We have already looked at the correlation between Winning Percentage and Scoring; ERA; Batting Average; Slugging Percentage; Fielding Percentage; and Home Runs, Triples, Doubles, Stolen Bases, and Double Plays per game. We found that statistics with at least a moderately strong correlation to a team’s winning percentage are Scoring, ERA, Batting Average, Slugging Percentage, and Fielding Percentage. However, using team stats from 225 NCAA Division I teams, we can dive a bit deeper into the statistics to see if any others have at least a moderate correlation to a team’s Winning Percentage.
First we will look at offensive statistics. With our original analysis, Scoring (calculated by dividing total runs by games played) had the highest offensive correlation of 61.6%. Of fourteen additional offensive statistics examined, none surpassed Scoring’s correlation with Winning Percentage. On Base Percentage (OBP) came a close second with a correlation of 61.3%. Also, if we add Slugging to OBP and also add additional total bases as a result of stolen bases (OPS+SB), we find a statistic with a correlation of 60.7%.
Deriving Stolen Bases as Total Bases (SBTB) is best explained by example. New Mexico State successfully stole on 60 out of 68 base attempts. In other words, 60 singles effectively became doubles, but eight singles were effectively eliminated because the batter was erased by being caught stealing. There are then 60 – 8 = 52 SBTB for New Mexico State. Interestingly, when adding SBTB to most traditional statistics that account for total bases gained, their correlation went up. Notably, Slugging Percentage correlation went up 4% and OPS correlation went up 2.4%.
Moving on to pitching statistics, ERA was king in the initial analysis with a correlation of 58.8%. I examined four additional pitching statistics, and found two that had higher correlation than ERA: Runs given up per game (with a correlation of 70.46%, the only strong correlation I have yet found), and Walks plus Hits per Inning Pitched (WHIP). WHIP had a correlation of 63.2%.
Finally, five new fielding statistics were calculated and compared to our standard from the initial analysis, Fielding Percentage, which had a correlation of 37.9%. I defined Defensive Efficiency (DEFF) as the number of hits surrendered plus the number of errors made and divided that by the number of chances the defense had to make a put out, but did not include the put outs recorded because of a strike out. The intent was to take the pitcher and her strikeouts out of the equation and just look at how good a team’s defense was in getting outs when the ball was hit. DEFF had a correlation of 43.6%. If strikeouts are added to DEFF to make a combined fielding/pitching statistic called DEFF+K, its correlation jumps up to 57.9%.
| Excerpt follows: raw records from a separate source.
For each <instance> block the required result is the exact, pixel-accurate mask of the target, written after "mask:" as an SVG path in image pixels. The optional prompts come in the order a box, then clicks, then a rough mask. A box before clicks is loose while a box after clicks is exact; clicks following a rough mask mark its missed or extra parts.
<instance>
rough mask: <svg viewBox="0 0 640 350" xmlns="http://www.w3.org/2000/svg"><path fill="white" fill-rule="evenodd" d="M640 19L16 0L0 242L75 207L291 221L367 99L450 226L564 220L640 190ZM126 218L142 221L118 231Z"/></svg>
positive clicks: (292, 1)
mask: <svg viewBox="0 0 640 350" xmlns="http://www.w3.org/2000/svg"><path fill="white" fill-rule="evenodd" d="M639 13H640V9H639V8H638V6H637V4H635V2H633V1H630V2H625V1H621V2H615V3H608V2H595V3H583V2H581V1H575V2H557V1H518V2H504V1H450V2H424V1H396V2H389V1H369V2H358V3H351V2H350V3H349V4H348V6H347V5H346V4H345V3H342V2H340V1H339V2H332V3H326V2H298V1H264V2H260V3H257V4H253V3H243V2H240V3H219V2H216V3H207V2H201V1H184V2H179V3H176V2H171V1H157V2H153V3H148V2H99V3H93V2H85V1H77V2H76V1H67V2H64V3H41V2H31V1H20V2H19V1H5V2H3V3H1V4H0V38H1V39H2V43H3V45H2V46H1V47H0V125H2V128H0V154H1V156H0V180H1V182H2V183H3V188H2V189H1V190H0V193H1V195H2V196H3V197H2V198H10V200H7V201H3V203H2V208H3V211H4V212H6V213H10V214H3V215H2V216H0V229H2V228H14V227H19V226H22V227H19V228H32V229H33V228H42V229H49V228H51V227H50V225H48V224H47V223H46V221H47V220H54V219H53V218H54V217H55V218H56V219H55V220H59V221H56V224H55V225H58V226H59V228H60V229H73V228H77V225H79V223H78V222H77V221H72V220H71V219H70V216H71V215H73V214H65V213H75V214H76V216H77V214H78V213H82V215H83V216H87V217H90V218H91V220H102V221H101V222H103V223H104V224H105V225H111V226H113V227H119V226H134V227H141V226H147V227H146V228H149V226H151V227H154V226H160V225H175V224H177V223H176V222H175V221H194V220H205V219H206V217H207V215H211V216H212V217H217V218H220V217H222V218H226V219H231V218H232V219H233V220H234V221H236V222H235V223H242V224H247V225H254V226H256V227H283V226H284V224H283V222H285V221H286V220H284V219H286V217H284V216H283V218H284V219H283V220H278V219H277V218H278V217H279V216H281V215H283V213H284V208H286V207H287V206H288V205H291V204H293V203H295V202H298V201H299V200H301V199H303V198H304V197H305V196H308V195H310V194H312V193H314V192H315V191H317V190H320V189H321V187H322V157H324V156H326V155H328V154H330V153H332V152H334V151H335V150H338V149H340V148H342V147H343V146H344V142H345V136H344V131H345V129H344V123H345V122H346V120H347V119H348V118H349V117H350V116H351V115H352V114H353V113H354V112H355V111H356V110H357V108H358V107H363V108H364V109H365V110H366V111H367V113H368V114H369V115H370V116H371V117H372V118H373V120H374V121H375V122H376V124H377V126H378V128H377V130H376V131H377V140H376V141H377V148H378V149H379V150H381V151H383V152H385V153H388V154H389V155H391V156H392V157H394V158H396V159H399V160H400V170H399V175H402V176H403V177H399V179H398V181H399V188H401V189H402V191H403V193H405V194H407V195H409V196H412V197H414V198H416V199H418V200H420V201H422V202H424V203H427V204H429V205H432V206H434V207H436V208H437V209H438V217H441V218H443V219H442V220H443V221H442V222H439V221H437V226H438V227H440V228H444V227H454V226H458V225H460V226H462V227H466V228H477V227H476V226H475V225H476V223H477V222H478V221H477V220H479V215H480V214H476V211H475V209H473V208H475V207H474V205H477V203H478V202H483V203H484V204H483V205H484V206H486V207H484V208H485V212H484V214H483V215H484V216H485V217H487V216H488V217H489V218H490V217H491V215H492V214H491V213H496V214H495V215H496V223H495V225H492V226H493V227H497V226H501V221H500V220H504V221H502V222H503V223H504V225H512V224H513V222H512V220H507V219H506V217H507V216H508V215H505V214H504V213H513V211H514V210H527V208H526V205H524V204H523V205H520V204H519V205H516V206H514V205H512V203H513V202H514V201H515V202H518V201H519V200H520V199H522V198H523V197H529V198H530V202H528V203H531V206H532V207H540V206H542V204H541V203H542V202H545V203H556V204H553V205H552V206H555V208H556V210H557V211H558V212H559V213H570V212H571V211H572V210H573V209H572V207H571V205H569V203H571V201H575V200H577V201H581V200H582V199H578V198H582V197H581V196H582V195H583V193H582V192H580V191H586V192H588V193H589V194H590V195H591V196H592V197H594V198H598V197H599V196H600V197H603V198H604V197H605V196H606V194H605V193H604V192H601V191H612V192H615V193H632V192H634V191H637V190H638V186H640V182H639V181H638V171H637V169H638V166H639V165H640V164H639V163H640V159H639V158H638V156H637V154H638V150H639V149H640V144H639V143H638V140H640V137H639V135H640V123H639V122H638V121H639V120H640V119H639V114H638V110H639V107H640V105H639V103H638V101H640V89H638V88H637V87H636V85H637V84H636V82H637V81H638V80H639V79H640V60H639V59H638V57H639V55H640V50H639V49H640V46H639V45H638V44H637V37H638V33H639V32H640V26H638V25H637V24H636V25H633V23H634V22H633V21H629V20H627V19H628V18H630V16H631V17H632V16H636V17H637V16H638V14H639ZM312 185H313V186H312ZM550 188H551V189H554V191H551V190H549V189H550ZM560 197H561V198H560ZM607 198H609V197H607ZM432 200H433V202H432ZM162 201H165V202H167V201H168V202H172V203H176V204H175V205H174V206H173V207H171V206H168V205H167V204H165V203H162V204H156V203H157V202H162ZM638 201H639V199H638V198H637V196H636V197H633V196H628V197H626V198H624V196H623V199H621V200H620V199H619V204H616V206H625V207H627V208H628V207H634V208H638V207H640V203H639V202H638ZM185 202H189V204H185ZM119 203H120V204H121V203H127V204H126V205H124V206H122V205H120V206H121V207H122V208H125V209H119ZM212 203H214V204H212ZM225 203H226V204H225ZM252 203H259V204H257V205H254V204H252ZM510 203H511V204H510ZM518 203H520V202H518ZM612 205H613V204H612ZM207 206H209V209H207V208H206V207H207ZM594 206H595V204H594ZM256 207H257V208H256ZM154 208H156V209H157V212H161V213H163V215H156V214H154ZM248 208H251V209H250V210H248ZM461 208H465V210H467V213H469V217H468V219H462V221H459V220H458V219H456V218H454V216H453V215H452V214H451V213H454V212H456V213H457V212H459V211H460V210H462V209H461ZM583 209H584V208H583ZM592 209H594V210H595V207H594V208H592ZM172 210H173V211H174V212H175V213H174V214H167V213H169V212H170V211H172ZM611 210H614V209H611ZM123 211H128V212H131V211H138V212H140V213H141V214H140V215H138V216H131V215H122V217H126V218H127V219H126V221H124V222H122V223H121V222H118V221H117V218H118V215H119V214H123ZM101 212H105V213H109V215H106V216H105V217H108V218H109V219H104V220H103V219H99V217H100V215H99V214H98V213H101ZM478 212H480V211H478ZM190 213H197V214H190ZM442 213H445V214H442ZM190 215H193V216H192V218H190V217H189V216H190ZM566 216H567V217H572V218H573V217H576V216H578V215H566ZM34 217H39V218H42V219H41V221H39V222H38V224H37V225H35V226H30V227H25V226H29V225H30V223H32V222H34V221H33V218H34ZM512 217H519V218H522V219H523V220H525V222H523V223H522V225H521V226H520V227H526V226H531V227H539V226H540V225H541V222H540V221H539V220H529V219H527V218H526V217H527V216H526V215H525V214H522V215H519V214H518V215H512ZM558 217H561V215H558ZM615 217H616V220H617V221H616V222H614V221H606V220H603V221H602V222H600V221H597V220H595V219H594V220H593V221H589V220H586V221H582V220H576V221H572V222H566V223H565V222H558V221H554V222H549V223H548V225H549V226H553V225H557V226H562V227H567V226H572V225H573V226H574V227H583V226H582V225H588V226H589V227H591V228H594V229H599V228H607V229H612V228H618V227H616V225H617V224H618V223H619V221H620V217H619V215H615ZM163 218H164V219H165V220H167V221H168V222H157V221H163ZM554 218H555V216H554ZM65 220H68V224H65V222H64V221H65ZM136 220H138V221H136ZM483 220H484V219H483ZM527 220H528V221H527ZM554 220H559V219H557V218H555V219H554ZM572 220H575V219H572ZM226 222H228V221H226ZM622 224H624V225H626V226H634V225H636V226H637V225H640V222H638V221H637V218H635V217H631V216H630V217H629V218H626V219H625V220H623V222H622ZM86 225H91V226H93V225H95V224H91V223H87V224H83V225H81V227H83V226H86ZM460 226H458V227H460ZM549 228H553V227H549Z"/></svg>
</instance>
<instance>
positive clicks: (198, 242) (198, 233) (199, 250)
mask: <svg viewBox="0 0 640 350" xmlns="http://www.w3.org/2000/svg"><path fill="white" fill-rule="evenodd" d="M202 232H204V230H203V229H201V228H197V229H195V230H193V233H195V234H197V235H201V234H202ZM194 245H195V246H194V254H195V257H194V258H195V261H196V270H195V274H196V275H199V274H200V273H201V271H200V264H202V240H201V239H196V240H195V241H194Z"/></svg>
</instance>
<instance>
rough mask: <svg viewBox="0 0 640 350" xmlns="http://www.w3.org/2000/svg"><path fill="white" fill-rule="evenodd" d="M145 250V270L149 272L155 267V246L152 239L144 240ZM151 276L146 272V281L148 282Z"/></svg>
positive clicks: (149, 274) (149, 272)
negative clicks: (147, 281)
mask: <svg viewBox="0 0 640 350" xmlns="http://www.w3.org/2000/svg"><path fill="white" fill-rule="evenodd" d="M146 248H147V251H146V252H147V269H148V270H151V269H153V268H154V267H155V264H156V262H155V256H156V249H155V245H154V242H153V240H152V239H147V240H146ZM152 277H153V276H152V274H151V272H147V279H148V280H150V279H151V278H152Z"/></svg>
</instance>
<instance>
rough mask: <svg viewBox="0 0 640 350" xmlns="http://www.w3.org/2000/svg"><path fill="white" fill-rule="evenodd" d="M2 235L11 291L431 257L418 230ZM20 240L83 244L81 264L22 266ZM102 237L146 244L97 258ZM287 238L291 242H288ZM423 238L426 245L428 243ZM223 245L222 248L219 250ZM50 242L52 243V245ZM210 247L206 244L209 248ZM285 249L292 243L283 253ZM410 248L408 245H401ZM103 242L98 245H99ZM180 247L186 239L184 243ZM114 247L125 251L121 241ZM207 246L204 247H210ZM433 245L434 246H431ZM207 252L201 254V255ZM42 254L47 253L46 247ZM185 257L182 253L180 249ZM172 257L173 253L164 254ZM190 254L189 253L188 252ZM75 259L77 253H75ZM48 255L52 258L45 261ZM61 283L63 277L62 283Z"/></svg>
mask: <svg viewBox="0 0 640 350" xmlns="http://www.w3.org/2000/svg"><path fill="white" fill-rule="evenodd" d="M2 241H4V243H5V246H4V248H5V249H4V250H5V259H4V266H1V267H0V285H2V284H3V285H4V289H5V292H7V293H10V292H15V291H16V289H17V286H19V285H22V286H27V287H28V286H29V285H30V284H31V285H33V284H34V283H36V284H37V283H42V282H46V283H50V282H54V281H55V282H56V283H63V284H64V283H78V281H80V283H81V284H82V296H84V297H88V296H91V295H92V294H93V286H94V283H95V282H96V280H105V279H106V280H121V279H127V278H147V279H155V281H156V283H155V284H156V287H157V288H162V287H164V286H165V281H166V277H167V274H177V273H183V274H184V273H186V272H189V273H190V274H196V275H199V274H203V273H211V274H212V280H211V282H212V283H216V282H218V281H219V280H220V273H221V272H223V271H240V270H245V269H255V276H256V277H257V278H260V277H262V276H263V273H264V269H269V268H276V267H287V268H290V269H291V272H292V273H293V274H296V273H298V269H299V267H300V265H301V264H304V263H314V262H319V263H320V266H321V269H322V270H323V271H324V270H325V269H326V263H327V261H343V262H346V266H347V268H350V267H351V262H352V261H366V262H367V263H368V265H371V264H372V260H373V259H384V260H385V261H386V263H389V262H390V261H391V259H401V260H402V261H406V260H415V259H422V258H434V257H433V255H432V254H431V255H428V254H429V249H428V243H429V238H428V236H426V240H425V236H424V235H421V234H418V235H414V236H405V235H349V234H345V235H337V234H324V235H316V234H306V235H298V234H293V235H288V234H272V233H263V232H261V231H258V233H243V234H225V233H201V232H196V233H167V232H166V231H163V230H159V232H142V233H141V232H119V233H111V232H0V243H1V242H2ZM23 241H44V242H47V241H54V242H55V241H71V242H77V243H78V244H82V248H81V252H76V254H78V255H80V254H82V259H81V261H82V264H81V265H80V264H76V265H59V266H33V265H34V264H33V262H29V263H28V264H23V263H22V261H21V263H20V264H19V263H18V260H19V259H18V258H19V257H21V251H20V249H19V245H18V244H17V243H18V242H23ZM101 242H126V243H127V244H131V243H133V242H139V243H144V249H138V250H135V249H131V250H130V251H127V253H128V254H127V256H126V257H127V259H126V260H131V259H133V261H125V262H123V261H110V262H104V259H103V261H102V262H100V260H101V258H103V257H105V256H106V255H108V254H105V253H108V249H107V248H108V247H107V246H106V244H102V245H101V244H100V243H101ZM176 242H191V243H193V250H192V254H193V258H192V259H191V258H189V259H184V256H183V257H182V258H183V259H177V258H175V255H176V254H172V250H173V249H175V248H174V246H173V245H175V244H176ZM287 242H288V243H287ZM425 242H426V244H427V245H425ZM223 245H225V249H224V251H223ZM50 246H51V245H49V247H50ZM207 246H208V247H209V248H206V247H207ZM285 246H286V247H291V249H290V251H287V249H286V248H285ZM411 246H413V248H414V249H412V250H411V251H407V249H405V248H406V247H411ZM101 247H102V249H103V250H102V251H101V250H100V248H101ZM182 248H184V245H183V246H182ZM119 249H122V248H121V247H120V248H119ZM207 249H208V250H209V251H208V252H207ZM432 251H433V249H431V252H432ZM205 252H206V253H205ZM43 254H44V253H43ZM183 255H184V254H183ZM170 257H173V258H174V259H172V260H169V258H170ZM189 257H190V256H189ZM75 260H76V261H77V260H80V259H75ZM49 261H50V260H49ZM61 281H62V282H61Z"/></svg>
The top 5 correlated statistics in batting, pitching and fielding are listed in the table to the right.
What conclusions can be drawn from this analysis? Well, it appears that pitching is a little more correlated to winning than batting, and batting more correlated to winning than fielding. Also, On Base Percentage seems to be a better predictor of winning percentage than OPS, even when OPS is adjusted with successful stolen bases. Finally, determining a team’s ability to turn batted balls into outs (DEFF) is a better measurement of defense than the traditional Fielding Percentage.